You know how these Mets can show they’re different from Mets team that went down and stayed down in other lost baseball Septembers? Win this week from the Cubs and the Marlins. Win their way into a wild card slot in the National League and not back into one. Though you have to say, backing in would be appropriate after the way they threw their season into reverse three weeks ago.
We kept hearing that the schedule might bail out the Mets the last weekend of the regular season because they finish against the Marlins. Guess what? You know who probably think they have an easy time of it to close out their season? The Miami Marlins. You know why? Because they’ve seen what everybody has been seeing from the Mets since mid-June.

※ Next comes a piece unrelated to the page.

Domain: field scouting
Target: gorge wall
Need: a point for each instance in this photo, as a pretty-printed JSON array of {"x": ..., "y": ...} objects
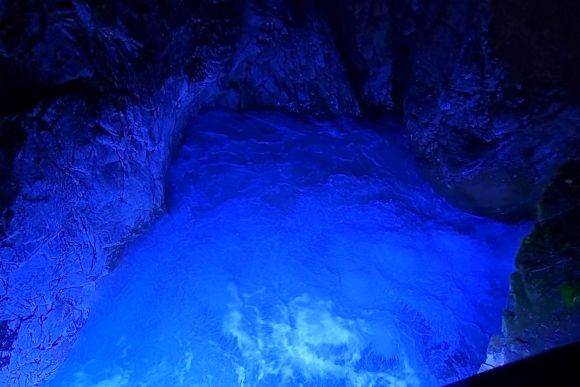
[{"x": 95, "y": 94}]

There is no such thing as a soft touch for the Mets the way they’ve been playing. Just when they show up and dramatically salvage a game against the Rangers and then take two of three from a Padres team, they go down again, this time against the Nationals. Just like that, their playoff destiny was out of their hands and into the hands Terry Francona’s team from Cincinnati.

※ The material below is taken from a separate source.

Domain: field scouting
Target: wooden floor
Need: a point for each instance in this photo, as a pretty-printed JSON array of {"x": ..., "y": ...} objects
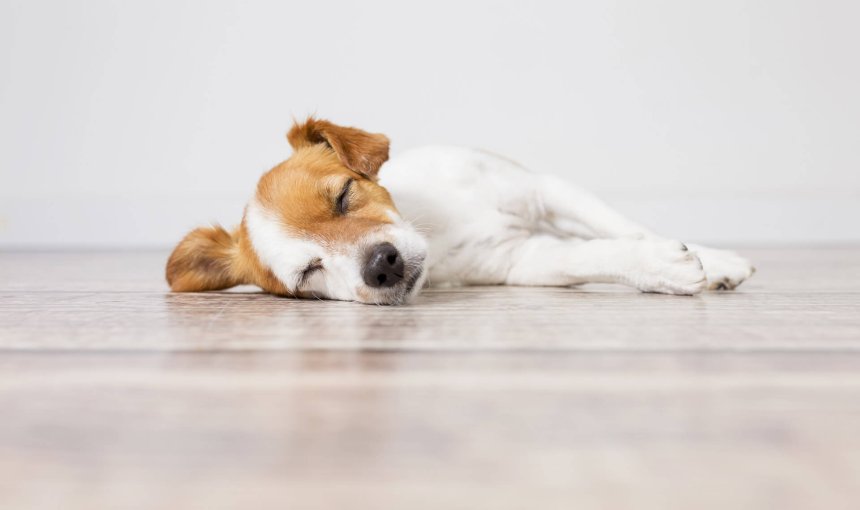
[{"x": 115, "y": 394}]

Now the Mets have got three against the Cubs and then three more against the Marlins. The Cubs have a better team than the Mets. The Mets right now are only four games better than the Marlins, 80-76 against 76-80. So the Mets are a good week from making the playoffs. And a real bad week from ending up maybe getting passed by the Marlins.
We put ourselves in this position, so we’ve got to find a way to get out of it,” Francisco Lindor said. “And that comes down to winning.”
Nothing has changed. The Mets either figure it out before it’s too late, or this season goes down with the greatest – and most embarrassing – failures in the team’s history. Which, as Mets fans know, is saying plenty. If they are as good as they clearly still think they are, if they remember how to do it the way they did it over the second half of last season and then into October, they’re supposed to do it now. Show up now.
It figures that it might come down to them against the Marlins, whatever happens in Chicago over the next couple of days. It sure was Mets against the Marlins on the last day of the 2007 season, when the Mets were putting the final touches on a collapse that saw them blow a 7-game lead to the Phillies across the last 17 days of the season. It was, you should know, a season during which the Mets had spent 140 days in first place.
They gave the ball to Tom Glavine that day. It was 7-0 by the time the top of the first was over. They had rolled that kind of seven to cap off blowing that 7-game lead. The final score was 8-1 for the Marlins. Mets finished second in the East and missed the playoffs.
They came right back and led the Phillies for most of the ’08 season. Once again, the final game was against the Marlins. Once again the Marlins beat them, on the occasion of the last Mets season at old Shea Stadium, and the Brewers beat those Mets out of a wild card spot. Demolition of Shea began during the winter. Mets fans knew better. The real demolition had begun across another lost September.
The ’07 Mets finished 88-74. The ’08 Mets finished 89-73. Despite being 45-24 and still in first place on June 12, the ’25 Mets won’t win that many games. Going into the Cubs series, they are 17 games under .500 since that highwater mark in June. We keep hearing, in a woe-is-us way, that they’ve used 46 pitchers this season and how that is a major league record. But it’s not just injuries. Another thing to maybe think about is what a small percentage of the 46 were any good.
How do the Mets keep themselves out of the Google search of “Mets collapses?” Play better than you did to close out your home season against a last-place team. After looking as soft as they have for more than half-a-baseball season, after to many moments when them having turned things around turned out to be a head fake, show in the late rounds of the regular season that they are different from those old, disposable Mets. And can take a punch. Maybe they could even come from behind in the 9th inning and win a game or two.
For the last time, you wonder what Steve Cohen is thinking and what he might do if a team on which he has spent $340 million doesn’t qualify for the postseason; if it can’t beat a Reds team whose payroll this season is a cool $220 million smaller than Cohen’s. Coming out of the weekend, the next closest team to the Mets in the wild card race was the Diamondbacks. They’re spending $180 million in a season in which they were sellers and not buyers at the trade deadline. You want more math? The combined payroll of the Reds and Diamondbacks still comes up about $40 million south of Cohen’s.
There is absolutely enough for the Mets to gather themselves, maybe even play themselves into a first-round series revenge series with the Dodgers. The $350 million Dodgers haven’t had the season everyone thought they’d have. But barring a final-week collapse, they’re still going to finish in first place. The Mets came out of last weekend 12 games out of first.
It’s the Phillies ahead of them. Again. It’s the Marlins waiting for them at the end of another regular season. All ancient history from ’07 and ‘08, of course. Unless the Mets repeat it. Unless these Mets are no better than those Mets.